The average age of Virgin Australia Supercars Championship drivers is dropping by more than two years this summer, amid a significant generational shift.

Five rookies will make their full-time Supercars debuts in the Adelaide 500 in March, replacing the likes of Bathurst winners Jason Bright and Todd Kelly, who retired at the end of 2017 aged 44 and 38 respectively.

Three of those rookies - James Golding, Todd Hazelwood and Anton De Pasquale - will be 22 years old, along with Andre Heimgartner, who returns after one season away to replace Kelly.

For Race 26 of the 2017 season in Newcastle on November 26, the average age across the field was 33 years, one month and 20 days.

On March 3 and the first leg of the Adelaide 500, that will be 30 years, eight months and seven days, a reduction of two years, five months and 13 days.

Garry Rogers Motorsport’s Golding turns 22 on January 19 and will be the youngest driver on the grid, aged 22 years, one month and 12 days.

That role was filled by Lucas Dumbrell Motorsport’s Alex Rullo at just 16 years, eight months and 17 days at the start of the 2017 season.

With Rullo on the grid, the average age for the 2017 season opener was 32 years and 26 days, an average of one year, four months and 19 days older than the group of drivers lining up this year.

Rullo’s late-season LDM exit left Cameron Waters as the youngest driver on the grid in Newcastle at 23 years, three months and 23 days.

Of the other rookies in the 2018 field, to-be-announced Tekno Autosports driver Jack Le Brocq will be 25 years, seven months and 24 days old and Tickford Racing’s Richie Stanaway at 26 years, three months and seven days.

At the other end of the spectrum…

Golding’s team-mate Garth Tander becomes the second-oldest driver on the grid following Bright’s retirement, at 40 years, 10 months and 28 days in Adelaide.

Craig Lowndes will take the overall mantle at 43 years, eight months and 10 days in the first race for the rebranded Autobarn Lowndes Racing, his maiden Supercars title coming in the year of Golding’s birth, 1996.

James Moffat and Dale Wood have, like Bright and Kelly, left the full-time grid, aged 33 and 34 respectively.

That means the 2017 field of 26 drivers will be split evenly between 13 yet to turn 30 and 13 who have passed that milestone, until Simona De Silvestro and Nick Percat turn 30 in September.

Could podium barriers be reset?

On the weekend he was fighting for the title in Newcastle last year, Scott McLaughlin was the second-youngest driver in the field at 24 years, five months and 16 days.

Much earlier in the year, he helped create the fifth-youngest Supercars podium in the modern era.
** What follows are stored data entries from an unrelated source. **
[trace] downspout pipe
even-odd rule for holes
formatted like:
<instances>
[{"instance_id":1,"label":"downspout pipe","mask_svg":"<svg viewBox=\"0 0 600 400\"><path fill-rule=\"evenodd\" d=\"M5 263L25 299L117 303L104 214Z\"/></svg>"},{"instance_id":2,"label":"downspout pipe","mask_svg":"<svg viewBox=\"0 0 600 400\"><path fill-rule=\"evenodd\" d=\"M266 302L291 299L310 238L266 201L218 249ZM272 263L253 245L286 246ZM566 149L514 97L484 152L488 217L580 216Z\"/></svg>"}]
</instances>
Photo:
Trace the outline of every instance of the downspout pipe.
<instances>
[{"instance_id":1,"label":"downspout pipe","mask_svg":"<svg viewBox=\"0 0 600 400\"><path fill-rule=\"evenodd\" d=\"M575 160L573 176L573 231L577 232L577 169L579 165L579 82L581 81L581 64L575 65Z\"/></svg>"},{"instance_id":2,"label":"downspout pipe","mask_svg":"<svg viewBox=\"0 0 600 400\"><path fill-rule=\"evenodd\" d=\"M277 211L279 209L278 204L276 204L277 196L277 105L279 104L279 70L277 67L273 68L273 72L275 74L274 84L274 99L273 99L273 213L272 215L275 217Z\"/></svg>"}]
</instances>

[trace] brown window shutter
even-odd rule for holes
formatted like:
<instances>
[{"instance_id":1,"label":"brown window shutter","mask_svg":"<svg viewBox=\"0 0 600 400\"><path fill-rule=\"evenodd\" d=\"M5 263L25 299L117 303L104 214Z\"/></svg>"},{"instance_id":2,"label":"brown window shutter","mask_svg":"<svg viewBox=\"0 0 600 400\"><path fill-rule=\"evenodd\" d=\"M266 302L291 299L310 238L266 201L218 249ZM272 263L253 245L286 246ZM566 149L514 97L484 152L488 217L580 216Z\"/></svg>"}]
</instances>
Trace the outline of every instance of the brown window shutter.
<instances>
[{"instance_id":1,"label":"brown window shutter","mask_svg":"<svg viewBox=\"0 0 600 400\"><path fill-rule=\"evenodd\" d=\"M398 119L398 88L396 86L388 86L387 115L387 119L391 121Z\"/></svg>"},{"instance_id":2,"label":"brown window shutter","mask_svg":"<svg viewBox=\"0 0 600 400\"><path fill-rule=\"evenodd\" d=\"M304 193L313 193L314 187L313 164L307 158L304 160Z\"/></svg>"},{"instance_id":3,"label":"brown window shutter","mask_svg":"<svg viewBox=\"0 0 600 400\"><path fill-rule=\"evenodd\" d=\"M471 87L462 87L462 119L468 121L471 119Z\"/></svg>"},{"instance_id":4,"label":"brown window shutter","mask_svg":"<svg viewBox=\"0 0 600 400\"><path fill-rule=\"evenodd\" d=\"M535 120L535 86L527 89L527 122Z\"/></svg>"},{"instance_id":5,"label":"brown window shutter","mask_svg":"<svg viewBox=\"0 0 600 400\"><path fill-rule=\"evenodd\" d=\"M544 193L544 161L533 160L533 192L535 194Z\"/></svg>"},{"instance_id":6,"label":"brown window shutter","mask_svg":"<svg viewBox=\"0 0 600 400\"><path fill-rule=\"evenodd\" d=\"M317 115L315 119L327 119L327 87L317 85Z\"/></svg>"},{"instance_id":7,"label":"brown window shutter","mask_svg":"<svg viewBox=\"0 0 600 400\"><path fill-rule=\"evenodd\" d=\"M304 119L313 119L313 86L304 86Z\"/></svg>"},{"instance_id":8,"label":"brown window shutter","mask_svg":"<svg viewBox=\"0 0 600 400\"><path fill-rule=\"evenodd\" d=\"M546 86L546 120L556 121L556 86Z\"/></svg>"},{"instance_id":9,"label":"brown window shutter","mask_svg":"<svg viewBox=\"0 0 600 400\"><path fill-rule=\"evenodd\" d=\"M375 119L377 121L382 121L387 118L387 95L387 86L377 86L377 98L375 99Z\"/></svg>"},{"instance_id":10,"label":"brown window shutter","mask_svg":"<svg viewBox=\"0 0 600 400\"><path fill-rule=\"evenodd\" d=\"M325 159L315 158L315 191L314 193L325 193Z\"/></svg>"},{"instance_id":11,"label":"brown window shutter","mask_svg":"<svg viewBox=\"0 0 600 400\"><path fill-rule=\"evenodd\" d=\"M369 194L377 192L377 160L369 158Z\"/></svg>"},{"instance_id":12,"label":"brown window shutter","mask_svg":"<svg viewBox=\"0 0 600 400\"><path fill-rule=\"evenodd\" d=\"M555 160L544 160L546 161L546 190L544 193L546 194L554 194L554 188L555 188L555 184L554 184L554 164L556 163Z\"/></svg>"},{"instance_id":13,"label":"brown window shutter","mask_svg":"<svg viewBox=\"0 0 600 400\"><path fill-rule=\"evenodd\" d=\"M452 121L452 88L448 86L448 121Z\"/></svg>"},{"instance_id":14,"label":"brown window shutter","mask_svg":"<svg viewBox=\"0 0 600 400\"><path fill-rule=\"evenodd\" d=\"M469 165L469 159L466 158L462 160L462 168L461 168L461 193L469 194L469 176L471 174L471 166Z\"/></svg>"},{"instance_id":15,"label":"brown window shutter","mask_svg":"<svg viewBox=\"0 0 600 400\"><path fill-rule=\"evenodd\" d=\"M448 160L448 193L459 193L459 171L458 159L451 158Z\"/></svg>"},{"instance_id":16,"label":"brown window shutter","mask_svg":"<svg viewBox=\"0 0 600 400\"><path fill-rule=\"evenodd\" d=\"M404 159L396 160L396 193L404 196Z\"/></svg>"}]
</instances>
In Race 2 in Adelaide, the trio of Shane van Gisbergen, McLaughlin and Chaz Mostert had an average age of 25 years, five months and 21 days.

Two podiums with the same three drivers at Queensland Raceway in August then slotted into 10th and 11th on the list of nearly 400 documented since 2001.

The outright youngest was the second leg in Adelaide in 2006, when Triple Eight debutant Jamie Whincup led home Todd and Rick Kelly for an average of 24 years, three months and five days.

Breaking that would almost certainly require McLaughlin and/or Waters to be joined by one or more of Golding, Hazelwood, De Pasquale or Heimgartner.